US Democratic leader Nancy Pelosi has released a hard-hitting statement following Hong Kong’s jailing of three pro-democracy activists – Joshua Wong, Nathan Law and Alex Chow. She says the appeal court’s ruling should “shock the conscience of the world” and called on America to “speak out against such injustices.”
The activists were convicted of unlawful assembly offences last year over their involving the 2014 Umbrella Movement protests. Law and Wong were given community service orders and had completed their sentences, while Chow was handed a suspended jail term. The Department of Justice lodged a sentence review calling for harsher punishment, and on Thursday, the appeal court sentenced the trio to six to eight months in prison.

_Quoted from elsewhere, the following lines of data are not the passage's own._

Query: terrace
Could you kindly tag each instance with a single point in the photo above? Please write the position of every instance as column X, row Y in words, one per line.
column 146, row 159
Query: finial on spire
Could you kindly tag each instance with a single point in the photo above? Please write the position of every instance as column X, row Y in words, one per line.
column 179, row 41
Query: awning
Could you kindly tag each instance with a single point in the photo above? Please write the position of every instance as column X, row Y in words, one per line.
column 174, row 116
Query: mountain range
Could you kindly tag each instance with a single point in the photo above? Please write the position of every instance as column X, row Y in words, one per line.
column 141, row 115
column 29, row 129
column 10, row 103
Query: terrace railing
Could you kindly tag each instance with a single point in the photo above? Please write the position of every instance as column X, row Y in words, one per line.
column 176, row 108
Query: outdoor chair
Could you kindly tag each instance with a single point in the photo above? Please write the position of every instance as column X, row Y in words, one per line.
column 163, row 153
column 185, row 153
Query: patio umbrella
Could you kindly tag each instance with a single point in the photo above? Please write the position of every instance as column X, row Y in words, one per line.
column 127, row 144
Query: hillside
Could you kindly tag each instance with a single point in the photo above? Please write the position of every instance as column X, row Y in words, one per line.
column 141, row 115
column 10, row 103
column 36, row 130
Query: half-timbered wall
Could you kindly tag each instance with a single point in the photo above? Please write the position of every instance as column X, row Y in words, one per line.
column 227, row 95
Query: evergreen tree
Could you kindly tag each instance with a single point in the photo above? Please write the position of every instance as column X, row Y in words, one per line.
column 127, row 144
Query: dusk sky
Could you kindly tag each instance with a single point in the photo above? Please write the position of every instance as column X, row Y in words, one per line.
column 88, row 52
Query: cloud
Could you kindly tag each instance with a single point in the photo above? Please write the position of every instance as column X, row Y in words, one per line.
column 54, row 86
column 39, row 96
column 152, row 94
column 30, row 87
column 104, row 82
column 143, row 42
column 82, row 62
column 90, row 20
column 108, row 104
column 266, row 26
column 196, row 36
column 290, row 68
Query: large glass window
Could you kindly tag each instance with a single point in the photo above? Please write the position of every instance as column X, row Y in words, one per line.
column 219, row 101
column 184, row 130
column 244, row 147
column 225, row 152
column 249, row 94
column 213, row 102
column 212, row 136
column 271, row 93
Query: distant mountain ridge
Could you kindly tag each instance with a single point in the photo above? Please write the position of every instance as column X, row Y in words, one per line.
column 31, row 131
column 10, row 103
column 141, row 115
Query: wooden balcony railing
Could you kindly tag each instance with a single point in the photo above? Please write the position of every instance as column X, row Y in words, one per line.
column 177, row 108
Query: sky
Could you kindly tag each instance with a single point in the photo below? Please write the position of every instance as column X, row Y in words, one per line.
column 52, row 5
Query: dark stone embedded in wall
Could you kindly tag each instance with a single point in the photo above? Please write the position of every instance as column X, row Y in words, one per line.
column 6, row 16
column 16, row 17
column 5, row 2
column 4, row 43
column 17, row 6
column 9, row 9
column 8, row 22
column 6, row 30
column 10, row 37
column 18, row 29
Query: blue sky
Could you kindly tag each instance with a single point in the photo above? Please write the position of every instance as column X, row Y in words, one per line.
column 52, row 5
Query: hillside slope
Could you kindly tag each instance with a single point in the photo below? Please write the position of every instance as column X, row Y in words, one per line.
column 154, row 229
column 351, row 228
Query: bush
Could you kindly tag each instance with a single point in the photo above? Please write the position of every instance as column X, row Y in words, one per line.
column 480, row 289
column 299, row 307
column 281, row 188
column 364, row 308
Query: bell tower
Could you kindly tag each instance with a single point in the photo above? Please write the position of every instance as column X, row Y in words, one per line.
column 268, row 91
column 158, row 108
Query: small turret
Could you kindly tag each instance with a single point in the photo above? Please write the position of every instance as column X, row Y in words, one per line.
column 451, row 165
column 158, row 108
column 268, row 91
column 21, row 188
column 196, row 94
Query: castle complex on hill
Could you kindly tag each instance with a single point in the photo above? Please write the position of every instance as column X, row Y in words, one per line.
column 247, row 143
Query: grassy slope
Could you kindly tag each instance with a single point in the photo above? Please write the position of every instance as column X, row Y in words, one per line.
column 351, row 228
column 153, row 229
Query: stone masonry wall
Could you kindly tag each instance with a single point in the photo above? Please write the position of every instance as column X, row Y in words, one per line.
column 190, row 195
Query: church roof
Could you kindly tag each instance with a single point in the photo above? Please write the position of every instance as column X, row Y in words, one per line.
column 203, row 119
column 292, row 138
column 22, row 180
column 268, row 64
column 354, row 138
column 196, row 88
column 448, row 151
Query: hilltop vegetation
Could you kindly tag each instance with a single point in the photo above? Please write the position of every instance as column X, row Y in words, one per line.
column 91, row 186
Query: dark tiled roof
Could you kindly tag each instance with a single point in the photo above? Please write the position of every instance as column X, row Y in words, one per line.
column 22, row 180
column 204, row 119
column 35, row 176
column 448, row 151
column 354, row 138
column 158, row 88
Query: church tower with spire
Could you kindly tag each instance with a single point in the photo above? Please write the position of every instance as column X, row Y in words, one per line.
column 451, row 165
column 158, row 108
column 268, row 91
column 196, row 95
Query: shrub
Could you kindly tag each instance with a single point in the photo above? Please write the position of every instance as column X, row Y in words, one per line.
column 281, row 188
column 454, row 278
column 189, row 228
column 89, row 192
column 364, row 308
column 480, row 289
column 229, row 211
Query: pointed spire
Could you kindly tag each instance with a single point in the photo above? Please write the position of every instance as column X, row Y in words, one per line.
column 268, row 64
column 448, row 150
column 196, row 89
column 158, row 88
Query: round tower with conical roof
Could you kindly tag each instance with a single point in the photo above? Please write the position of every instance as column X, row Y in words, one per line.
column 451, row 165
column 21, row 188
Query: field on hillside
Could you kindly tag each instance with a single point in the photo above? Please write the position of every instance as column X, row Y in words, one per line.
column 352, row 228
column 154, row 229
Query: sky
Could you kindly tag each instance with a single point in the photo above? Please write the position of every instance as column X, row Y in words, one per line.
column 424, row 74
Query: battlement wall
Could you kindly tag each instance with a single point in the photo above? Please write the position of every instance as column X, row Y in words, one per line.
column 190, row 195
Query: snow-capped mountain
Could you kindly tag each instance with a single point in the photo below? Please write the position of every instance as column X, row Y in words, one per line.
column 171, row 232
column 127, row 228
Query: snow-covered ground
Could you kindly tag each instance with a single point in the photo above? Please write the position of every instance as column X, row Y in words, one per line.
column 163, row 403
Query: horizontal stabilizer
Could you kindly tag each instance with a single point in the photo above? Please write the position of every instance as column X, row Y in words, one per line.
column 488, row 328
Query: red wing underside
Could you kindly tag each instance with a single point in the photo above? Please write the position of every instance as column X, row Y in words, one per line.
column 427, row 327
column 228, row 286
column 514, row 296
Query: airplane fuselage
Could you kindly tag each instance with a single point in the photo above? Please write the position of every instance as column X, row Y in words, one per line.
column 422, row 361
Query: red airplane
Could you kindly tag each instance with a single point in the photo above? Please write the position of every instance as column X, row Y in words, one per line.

Following the ruling, Pelosi said: “This egregious decision – which disqualifies these champions for universal suffrage from running for elected office for five years – is an unjust, underhanded attempt to shut down the legitimate democratic aspirations of the people of Hong Kong. This injustice offends the basic notions of freedom and democracy, and deserves the swift and unified condemnation of the international community.”
See also: In translation: The Occupy sentence review – why Hong Kong’s appeal court jailed Joshua Wong, Nathan Law & Alex Chow
Pelosi also said that the re-sentencing, that came after the activists had already served their previous sentences, was “latest evidence that China has failed to live up to the promise of ‘one country, two systems.”
“Since the Umbrella Movement so bravely led by Joshua and his fellow activists, China has accelerated its human rights crackdown and abandoned any pretense of honoring its pledge of sovereignty.”
“Yet, despite China’s barrage of attacks on the freedoms of the people of Hong Kong, it is clear that the democracy movement will continue stronger than ever. Acts of cruelty and intimidation can never defeat the dreams of universal suffrage, liberty and justice.”
Pelosi added that America has a moral duty to speak out. “[I]f we do not stand up for human rights in China because of economic concerns, then we lose all moral authority to talk about human rights in any other place in the world.”
Calling it a “dark day for democracy,” Pelosi expressed support and solidarity for the trio, as well as “all those who aspire for a more hopeful, free future for Hong Kong.”
Earlier this year, Wong and Chow met with Pelosi to discuss the situation in Hong Kong. Wong and Pelosi had also met previously on various occasions.
Honored to have met Joshua Wong, a student leader who led a big protest demanding universal suffrage in Hong Kong. pic.twitter.com/sSb46j7zIX
— Nancy Pelosi (@SpeakerPelosi) November 18, 2015
Kristin Haworth, spokesperson of US Consulate General Hong Kong and Macau, also expressed concern over the decision.
“Hong Kong has long had an independent judiciary and well-established system that respects the rule of law. We hope Hong Kong’s law enforcement continues to reflect Hong Kong’s high degree of autonomy and remains apolitical. We reiterate the importance of respect for the rights of freedom of expression and peaceful assembly,” she told HKFP on Friday.
Meanwhile, House Representative Chris Smith and Senator Marco Rubio, both of whom are on the Congressional-Executive Commission on China, issued a strong statement following the ruling, warning Hong Kong may lose their special status under US law.
“The Hong Kong government may say these are ‘deterrent sentences,’ but to the rest of the world it looks like political prosecutions intended to curtail freedom of expression, the statement said. “The United States must show unwavering support for freedom and the rule of law, but if the Chinese government will no longer abide by the promises made in the Sino-British Joint Declaration, U.S. policy must adapt and reassess whether Hong Kong warrants special status under U.S. law.”